Cathy’s hand grips the coffee cup in a reflexive motion, a brief spasm of emotion.
“It was just like any other day. That’s the thing, I think, that throws me the most. Nothing special had happened on the job, or personally. The date wasn’t significant, and the weather was as usual as it comes. The only difference between that day and another is that he decided it was the day.” She sips from her cup. “I’d finished up a late shift. It was past midnight when I got home. Dark. Quiet. I was tired. I let myself in and went straight for the shower. I always did that. It was symbolic for me—do a dirty job, come home and shower it off, you know.”
“Sure,” I reply.
“I got undressed, I took my shower. I put on a bathrobe and grabbed a book I was reading—something trivial and silly but entertaining—and then I poured myself a cup of coffee and took a seat right here.” She pats the arm of the easy chair with one hand. “Different chair, same location. I remember putting my coffee cup down on the table”—she goes through the motion, caught up in the memory—“and the next thing I knew, there was a rope around my neck, pulling me back, so fast, so strong. I tried to think, to do something, to get my hands up between the rope and my neck, but he was too fast. Too strong.”

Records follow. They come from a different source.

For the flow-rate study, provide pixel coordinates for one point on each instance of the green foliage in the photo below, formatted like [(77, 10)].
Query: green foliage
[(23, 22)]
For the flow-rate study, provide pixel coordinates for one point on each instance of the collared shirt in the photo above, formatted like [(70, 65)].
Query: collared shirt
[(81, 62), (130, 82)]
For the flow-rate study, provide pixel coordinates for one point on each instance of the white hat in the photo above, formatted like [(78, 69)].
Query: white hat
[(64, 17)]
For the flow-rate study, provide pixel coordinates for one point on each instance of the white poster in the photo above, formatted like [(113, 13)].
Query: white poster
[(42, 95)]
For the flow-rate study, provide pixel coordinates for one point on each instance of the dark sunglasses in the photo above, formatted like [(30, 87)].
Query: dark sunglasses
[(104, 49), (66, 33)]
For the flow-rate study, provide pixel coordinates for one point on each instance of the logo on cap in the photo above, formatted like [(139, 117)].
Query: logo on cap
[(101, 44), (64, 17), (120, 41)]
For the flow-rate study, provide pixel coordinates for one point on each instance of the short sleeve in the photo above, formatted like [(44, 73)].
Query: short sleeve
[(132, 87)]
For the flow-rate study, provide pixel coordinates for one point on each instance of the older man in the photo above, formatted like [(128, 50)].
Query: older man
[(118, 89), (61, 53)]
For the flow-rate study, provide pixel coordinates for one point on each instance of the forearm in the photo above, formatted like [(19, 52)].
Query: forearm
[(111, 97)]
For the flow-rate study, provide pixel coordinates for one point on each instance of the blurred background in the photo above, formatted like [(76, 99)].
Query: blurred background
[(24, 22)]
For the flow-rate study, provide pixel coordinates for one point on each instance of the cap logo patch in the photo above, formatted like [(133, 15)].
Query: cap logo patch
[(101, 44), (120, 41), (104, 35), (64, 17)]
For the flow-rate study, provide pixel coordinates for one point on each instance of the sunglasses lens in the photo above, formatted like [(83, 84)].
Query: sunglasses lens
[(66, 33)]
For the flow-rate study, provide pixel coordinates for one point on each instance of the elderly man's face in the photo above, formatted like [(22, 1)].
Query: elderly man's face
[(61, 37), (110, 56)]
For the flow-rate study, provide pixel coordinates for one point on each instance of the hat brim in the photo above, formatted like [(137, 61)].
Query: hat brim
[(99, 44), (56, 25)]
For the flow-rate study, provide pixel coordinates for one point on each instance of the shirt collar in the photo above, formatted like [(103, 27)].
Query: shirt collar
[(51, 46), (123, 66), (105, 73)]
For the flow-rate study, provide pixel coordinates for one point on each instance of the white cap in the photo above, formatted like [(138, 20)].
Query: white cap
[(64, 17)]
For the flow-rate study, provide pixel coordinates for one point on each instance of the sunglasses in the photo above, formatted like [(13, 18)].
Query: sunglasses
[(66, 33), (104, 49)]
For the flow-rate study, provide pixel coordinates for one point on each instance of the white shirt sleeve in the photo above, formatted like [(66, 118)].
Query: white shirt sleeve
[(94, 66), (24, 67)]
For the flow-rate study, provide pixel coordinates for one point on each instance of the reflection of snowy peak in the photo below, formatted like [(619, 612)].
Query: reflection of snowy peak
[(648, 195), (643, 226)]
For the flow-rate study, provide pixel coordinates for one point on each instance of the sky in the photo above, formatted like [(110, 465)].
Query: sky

“We call that a blitz attack,” Callie says, her voice kind. “In the case of a strong attacker, it’s successful most of the time. There probably wasn’t much you could have done.”
“I tell myself that too. I usually believe it.” She sips from her cup. It’s her lip that trembles, this time. “He knew what he was doing. He yanked back and up”—she grabs her own throat, demonstrating—“and I was out within seconds.” She shakes her head. “Seconds. Can you believe that? He could have killed me right then. I would never have woken up. I’d have died. But…” Her voice trails off. “But I did wake up. Over and over. He had the rope twisted around me, John Wayne Gacy–style. He’d tighten it up, cut off the blood to my brain, I’d go out. He’d loosen it and I’d come around. Then he’d tighten it up again. I woke up once and my bathrobe was gone. I was naked. I woke up again, and my hands were cuffed behind my back, my mouth was gagged. It was like drowning over and over again, and waking up in a new part of the nightmare every time. The thing that was worst of all, for some reason, was that he didn’t speak.”